Department of Population Medicine, Harvard Medical School and Harvard Pilgrim Health Care Institute, Boston, MA, USA.
Pharmacoepidemiol Drug Saf. 2013 May;22(5):488-95. doi: 10.1002/pds.3412. Epub 2013 Feb 12.
This study describes practical considerations for implementation of near real-time medical product safety surveillance in a distributed health data network.
We conducted pilot active safety surveillance comparing generic divalproex sodium to historical branded product at four health plans from April to October 2009. Outcomes reported are all-cause emergency room visits and fractures. One retrospective data extract was completed (January 2002-June 2008), followed by seven prospective monthly extracts (January 2008-November 2009). To evaluate delays in claims processing, we used three analytic approaches: near real-time sequential analysis, sequential analysis with 1.5 month delay, and nonsequential (using final retrospective data). Sequential analyses used the maximized sequential probability ratio test. Procedural and logistical barriers to active surveillance were documented.
We identified 6586 new users of generic divalproex sodium and 43,960 new users of the branded product. Quality control methods identified 16 extract errors, which were corrected. Near real-time extracts captured 87.5% of emergency room visits and 50.0% of fractures, which improved to 98.3% and 68.7% respectively with 1.5 month delay. We did not identify signals for either outcome regardless of extract timeframe, and slight differences in the test statistic and relative risk estimates were found.
Near real-time sequential safety surveillance is feasible, but several barriers warrant attention. Data quality review of each data extract was necessary. Although signal detection was not affected by delay in analysis, when using a historical control group differential accrual between exposure and outcomes may theoretically bias near real-time risk estimates towards the null, causing failure to detect a signal.
本研究描述了在分布式健康数据网络中实施实时医疗产品安全性监测的实际考虑因素。
我们在 2009 年 4 月至 10 月期间在四个健康计划中进行了试点主动安全性监测,比较了普通丙戊酸钠与历史品牌产品的安全性。报告的结果是所有原因急诊就诊和骨折。
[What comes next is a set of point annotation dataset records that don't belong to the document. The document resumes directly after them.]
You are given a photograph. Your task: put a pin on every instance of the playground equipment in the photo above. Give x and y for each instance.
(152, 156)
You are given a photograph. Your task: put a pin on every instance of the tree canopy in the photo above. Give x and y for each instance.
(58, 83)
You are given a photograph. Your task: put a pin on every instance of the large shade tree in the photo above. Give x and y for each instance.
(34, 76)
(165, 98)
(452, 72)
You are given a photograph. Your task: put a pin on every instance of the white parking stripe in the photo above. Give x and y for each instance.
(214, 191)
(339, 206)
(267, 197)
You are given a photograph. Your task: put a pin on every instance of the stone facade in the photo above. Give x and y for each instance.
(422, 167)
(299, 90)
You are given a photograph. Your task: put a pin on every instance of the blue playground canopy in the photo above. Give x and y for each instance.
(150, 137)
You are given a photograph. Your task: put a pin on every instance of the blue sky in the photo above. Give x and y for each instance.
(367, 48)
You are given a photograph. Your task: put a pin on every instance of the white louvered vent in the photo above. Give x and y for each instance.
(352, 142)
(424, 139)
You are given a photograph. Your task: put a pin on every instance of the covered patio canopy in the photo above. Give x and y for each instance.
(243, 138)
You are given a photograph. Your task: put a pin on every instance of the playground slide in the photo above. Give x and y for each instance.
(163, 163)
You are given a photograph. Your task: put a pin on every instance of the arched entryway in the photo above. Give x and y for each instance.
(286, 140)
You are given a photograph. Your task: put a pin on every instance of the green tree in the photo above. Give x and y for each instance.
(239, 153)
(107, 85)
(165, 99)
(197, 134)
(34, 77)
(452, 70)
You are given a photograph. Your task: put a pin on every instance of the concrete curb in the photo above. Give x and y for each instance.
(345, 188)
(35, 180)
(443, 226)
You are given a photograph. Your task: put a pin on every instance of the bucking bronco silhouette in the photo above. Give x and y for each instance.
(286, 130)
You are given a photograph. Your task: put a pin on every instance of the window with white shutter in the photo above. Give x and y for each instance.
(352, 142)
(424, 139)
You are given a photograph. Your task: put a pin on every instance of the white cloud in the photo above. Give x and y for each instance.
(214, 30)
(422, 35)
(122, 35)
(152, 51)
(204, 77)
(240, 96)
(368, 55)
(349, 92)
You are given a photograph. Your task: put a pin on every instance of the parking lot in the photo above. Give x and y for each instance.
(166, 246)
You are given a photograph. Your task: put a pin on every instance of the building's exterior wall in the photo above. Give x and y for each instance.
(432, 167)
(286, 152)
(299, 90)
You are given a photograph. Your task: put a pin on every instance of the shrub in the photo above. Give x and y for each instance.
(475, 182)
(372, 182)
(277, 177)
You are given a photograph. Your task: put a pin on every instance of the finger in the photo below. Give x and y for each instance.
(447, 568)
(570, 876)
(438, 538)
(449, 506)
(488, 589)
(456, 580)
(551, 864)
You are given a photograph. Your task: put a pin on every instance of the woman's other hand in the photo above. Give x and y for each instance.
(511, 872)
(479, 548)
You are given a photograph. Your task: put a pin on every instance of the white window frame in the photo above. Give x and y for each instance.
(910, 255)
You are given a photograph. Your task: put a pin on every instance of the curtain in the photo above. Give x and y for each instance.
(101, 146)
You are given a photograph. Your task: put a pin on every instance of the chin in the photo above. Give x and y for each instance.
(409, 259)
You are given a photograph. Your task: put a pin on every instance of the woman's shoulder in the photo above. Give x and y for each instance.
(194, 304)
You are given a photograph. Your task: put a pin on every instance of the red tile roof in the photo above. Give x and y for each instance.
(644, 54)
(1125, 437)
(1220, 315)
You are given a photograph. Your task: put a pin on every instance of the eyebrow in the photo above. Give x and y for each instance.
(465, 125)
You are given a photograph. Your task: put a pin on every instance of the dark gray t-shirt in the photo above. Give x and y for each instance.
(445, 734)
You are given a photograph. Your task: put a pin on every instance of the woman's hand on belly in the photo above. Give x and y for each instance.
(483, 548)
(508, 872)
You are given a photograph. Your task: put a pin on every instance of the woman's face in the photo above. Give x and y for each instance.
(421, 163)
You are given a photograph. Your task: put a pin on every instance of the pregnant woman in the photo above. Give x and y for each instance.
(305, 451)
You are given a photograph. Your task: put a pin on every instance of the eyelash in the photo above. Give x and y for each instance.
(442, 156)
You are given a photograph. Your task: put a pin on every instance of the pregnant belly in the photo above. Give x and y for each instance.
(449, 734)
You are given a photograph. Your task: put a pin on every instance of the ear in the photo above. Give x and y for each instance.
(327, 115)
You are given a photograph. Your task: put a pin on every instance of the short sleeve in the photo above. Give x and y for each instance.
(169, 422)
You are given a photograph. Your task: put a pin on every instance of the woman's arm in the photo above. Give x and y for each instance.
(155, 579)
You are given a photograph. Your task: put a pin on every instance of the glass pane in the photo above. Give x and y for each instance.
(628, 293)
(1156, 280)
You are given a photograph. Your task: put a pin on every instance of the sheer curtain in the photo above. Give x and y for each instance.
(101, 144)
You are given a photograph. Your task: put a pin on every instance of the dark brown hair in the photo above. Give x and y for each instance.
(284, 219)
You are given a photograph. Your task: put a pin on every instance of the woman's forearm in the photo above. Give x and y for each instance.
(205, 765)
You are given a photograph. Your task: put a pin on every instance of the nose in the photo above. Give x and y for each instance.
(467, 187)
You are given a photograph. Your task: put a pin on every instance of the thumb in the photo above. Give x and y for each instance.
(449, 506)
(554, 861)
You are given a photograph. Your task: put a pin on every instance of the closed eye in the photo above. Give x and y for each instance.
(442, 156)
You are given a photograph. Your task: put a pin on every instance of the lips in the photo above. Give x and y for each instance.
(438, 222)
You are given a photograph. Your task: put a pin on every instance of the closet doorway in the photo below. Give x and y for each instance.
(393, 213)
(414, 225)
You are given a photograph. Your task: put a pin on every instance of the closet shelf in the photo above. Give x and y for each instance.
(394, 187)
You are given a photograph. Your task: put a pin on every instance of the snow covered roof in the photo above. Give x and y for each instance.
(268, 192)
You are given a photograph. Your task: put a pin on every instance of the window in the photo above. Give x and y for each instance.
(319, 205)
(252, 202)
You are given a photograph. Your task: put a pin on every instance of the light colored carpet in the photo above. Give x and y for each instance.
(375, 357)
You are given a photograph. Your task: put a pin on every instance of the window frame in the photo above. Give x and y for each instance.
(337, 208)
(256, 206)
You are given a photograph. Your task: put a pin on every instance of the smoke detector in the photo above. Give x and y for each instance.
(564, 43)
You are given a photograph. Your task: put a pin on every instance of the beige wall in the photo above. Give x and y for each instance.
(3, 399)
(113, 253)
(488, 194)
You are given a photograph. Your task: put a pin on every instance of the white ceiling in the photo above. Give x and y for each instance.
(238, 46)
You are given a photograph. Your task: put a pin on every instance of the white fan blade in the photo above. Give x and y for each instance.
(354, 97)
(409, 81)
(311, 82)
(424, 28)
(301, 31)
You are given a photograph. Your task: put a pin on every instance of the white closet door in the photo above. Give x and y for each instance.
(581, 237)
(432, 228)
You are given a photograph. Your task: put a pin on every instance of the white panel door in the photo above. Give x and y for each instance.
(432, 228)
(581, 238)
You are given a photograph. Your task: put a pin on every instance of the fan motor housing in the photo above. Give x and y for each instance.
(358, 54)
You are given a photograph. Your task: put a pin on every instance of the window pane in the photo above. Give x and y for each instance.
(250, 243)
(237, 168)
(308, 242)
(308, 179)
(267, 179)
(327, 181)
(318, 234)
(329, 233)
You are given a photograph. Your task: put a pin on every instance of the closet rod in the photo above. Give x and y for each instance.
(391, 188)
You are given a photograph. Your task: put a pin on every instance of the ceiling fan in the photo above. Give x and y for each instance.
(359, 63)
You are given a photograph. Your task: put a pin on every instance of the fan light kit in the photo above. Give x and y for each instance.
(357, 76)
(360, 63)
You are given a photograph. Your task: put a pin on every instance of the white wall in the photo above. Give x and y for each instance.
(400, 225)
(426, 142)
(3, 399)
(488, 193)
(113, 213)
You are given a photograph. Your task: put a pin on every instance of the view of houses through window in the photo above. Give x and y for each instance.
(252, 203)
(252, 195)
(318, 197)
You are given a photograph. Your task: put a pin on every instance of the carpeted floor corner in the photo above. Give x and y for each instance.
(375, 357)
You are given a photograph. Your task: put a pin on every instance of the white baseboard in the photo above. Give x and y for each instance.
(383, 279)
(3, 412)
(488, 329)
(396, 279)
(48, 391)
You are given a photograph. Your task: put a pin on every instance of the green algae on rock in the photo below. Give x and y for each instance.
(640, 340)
完成了一个回顾性数据提取(2002 年 1 月至 2008 年 6 月),随后进行了七个前瞻性月度提取(2008 年 1 月至 2009 年 11 月)。为了评估索赔处理的延迟,我们使用了三种分析方法:实时序贯分析、1.5 个月延迟的序贯分析和非序贯(使用最终回顾性数据)。序贯分析使用最大化序贯概率比检验。记录了主动监测的程序和后勤障碍。
我们确定了 6586 名普通丙戊酸钠的新使用者和 43960 名品牌产品的新使用者。质量控制方法确定了 16 个提取错误,这些错误已得到纠正。实时提取捕获了 87.5%的急诊就诊和 50.0%的骨折,使用 1.5 个月的延迟后,这两个比例分别提高到 98.3%和 68.7%。无论提取时间框架如何,我们都没有发现任何结果的信号,并且在测试统计数据和相对风险估计值方面存在微小差异。
实时序贯安全性监测是可行的,但有几个障碍需要注意。每个数据提取都需要进行数据质量审查。虽然分析延迟不会影响信号检测,但当使用历史对照组时,暴露和结果之间的差异累积可能会从理论上使实时风险估计值偏向于零,从而导致无法检测到信号。